The above are the more detailed parts of combining RAG with embeddings. Through this process, GPT can answer based on the enterprise’s knowhow or events occurring after September 2021.
# Practical Issues
Although RAG and embeddings seem promising, there is still a considerable distance from true commercialization. If we want to substantially improve the precision of the answers, significant time investment is also needed. Below are the issues encountered in practical development.
# 1. Data for embeddings may need prior organization
The format of the data sent into embeddings may affect the results after embeddings. From current practical experience, we have used CSV and JSON-formatted data, but the final results of embeddings seem no better than those obtained after data cleaning and merging.

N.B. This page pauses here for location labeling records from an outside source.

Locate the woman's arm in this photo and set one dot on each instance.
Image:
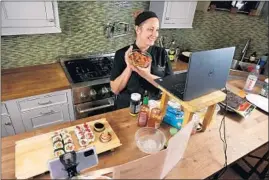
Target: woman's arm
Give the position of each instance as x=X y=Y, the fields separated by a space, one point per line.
x=118 y=84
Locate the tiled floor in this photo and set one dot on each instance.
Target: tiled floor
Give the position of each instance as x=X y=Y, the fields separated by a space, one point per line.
x=232 y=174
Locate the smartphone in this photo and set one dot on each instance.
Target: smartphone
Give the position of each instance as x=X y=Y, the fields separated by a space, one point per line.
x=85 y=158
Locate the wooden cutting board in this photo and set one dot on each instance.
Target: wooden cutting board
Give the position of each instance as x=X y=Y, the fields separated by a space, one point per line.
x=32 y=154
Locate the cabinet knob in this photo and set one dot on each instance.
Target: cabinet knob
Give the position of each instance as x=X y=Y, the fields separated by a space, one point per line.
x=8 y=124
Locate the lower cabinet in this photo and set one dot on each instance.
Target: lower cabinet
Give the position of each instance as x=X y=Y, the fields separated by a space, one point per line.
x=29 y=113
x=7 y=128
x=44 y=117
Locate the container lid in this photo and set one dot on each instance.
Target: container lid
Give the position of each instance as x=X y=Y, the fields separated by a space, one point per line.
x=173 y=131
x=136 y=96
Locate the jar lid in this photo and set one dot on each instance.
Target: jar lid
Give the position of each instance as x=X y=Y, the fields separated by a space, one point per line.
x=173 y=131
x=136 y=96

# 2. Token number and cost
The vector database is an additional cost. Also, the number of tokens sent into OpenAI may consist of historical information, information retrieved from the vector database, basic background information, etc., so cost considerations must also be clear and reasonable. Due to the peculiarities of our business, our prompts' token numbers may start in the tens of thousands.
# 3. Error
Error is the greatest enemy of precision; it might come from several aspects:
Embeddings have a certain error. One possible reason for the error is the strategy chosen for vector similarity matching; it might also be the format or content of the data sent into embeddings.

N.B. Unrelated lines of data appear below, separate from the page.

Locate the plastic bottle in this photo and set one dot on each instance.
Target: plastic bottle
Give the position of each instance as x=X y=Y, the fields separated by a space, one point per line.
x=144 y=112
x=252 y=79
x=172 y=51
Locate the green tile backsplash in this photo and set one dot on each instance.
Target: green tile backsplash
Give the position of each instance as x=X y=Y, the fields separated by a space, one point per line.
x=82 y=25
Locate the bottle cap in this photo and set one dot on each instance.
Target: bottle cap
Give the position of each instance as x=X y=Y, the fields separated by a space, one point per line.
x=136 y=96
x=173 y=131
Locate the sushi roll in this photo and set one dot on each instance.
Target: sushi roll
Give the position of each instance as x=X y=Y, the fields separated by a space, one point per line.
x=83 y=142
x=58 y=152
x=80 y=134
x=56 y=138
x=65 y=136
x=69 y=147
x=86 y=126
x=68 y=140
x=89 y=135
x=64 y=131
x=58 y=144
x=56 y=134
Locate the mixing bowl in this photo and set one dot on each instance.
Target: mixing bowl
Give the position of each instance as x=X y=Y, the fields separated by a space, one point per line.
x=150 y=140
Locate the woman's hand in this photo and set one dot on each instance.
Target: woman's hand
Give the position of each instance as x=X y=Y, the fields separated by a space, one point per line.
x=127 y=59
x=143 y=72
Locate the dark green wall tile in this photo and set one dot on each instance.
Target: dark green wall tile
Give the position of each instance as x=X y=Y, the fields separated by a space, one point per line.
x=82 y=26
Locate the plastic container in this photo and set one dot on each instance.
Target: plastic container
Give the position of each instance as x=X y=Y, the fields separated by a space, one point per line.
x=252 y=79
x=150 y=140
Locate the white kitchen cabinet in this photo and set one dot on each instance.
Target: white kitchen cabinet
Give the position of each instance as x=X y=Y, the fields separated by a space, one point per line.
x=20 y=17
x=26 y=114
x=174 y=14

- Inherent nature of language generation
Through the technique of embeddings, grabbing the most relevant enterprise knowhow text, GPT will also give conclusions with a slight deviation to a certain extent. It might be improved using top_p or temperature, but if these two values are too low, the text output by GPT will be too similar to the original text of the enterprise, which usually is not a desirable result, so how to choose is another problem.
- Need to split if the prompt is too long
Both embeddings and prompt have a single handling token limit. But when your text is too large, it needs to be split. Through the split text, the context is usually not complete, so additional supplementary processing is needed, and finally, the results generated by GPT also need separate merging. But even so, it will still cause a decline in precision.
# 4. Quality and response speed
From current actual testing, the more rules are limited in the prompt, the longer the response time seems to be. Moreover, due to the inherent randomness of GPT, often we don’t have only one layer of Q&A; a customer's question might have three interactions with GPT. For instance, the first layer might be filtering the type of user's question, then different models are used to process according to different types (including parameters, model selection), and finally, it is for quality control or supplement. This series of operations done for output quality will cause a prolongation of response time.
# 5. Language issues
Even if the language is specified in the prompt, and some strong tone keywords are used to inform GPT of the reply language, the output results sometimes will still be unexpected. A possible reason is that the training data of the original model covered various languages, so when outputting the answers, it inherently might include Chinese and English. So, different languages might occur in the output.
In this article, we have some common explanations about RAG search and embeddings and share the challenges we encountered in developing AI. We hope these things can help everyone avoid some pitfalls in developing AI. Due to the length of the article, many places are only mentioned briefly. If the response is good, we will subsequently provide more interesting articles on AI topics.